Niemand staat te springen om zo’n boodschap te horen, en dat geldt ook voor ons. Het accepteren van nederigheid en lijden gaat in tegen onze natuurlijke neigingen en verlangens. Pijn is onplezierig, dus vermijden we het liever. Persoonlijk falen ervaren we als een ramp, en we proberen dit te vermijden of te verbergen. De dood vormt een angstaanjagende grens waar we spontaan tegen in opstand komen.
Toch zijn pijn, nederlaag en dood onvermijdelijk in ons leven. Al onze inspanningen om ze te ontlopen of te negeren zijn tevergeefs, want uiteindelijk moeten we ze onder ogen zien en doorstaan. Zou het daarom niet wijs zijn om tijdig en vrijwillig Gods wil hierin te accepteren en te erkennen? Zou het niet getuigen van innerlijke kracht om de duistere aspecten van het leven te beheersen zoals Jezus deed, in plaats van ze te ontkennen?

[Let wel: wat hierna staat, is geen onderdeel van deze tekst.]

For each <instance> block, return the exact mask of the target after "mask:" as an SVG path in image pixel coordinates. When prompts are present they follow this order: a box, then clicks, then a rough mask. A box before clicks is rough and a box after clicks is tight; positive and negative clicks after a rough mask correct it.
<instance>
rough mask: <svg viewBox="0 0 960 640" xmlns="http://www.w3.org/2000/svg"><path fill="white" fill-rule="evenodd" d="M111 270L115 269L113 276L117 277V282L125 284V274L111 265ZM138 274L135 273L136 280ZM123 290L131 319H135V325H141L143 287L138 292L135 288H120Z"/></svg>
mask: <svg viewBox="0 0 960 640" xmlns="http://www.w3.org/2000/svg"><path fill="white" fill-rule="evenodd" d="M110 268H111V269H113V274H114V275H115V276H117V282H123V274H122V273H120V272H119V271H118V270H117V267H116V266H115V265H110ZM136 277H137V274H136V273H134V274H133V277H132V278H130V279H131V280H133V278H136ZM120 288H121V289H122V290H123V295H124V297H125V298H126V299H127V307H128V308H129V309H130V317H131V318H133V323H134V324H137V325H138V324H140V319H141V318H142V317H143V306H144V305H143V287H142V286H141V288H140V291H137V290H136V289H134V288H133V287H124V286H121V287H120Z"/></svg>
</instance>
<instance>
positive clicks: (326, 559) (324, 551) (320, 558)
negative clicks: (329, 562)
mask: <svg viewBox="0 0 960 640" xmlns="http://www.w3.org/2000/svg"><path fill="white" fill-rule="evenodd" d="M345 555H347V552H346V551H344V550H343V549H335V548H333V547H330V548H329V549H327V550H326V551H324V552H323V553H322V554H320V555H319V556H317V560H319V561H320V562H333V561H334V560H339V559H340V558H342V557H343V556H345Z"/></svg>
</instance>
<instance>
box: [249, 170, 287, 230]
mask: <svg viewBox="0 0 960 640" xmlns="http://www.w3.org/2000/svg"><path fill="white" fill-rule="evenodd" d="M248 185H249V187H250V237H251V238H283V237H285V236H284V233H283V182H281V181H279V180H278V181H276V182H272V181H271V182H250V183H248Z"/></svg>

Op het moment dat Petrus zich afvraagt hoe hij Jezus kan behoeden voor gedachten over lijden en dood, noemt Jezus hem “satan”. Dit symboliseert de twee kanten van het kerkelijk ambt: “Rots” in termen van geloofsovertuiging en navolging van het kruis, en “satan” wanneer wereldse overwegingen de overhand krijgen.
Jezus was niet blij met Zijn eigen lijden en dood. Hij zocht ze niet bewust op, maar ze waren het gevolg van Zijn vastberadenheid om Zijn missie in dienst van liefde voor God en mensen te vervullen, zelfs als dat Zijn eigen leven kostte. Hij was zelfs gehoorzaam tot de dood. Wanneer Hij ons uitnodigt om ons eigen “kruis” te dragen en onszelf te verloochenen, vraagt Hij om dezelfde vastberadenheid en gehoorzaamheid.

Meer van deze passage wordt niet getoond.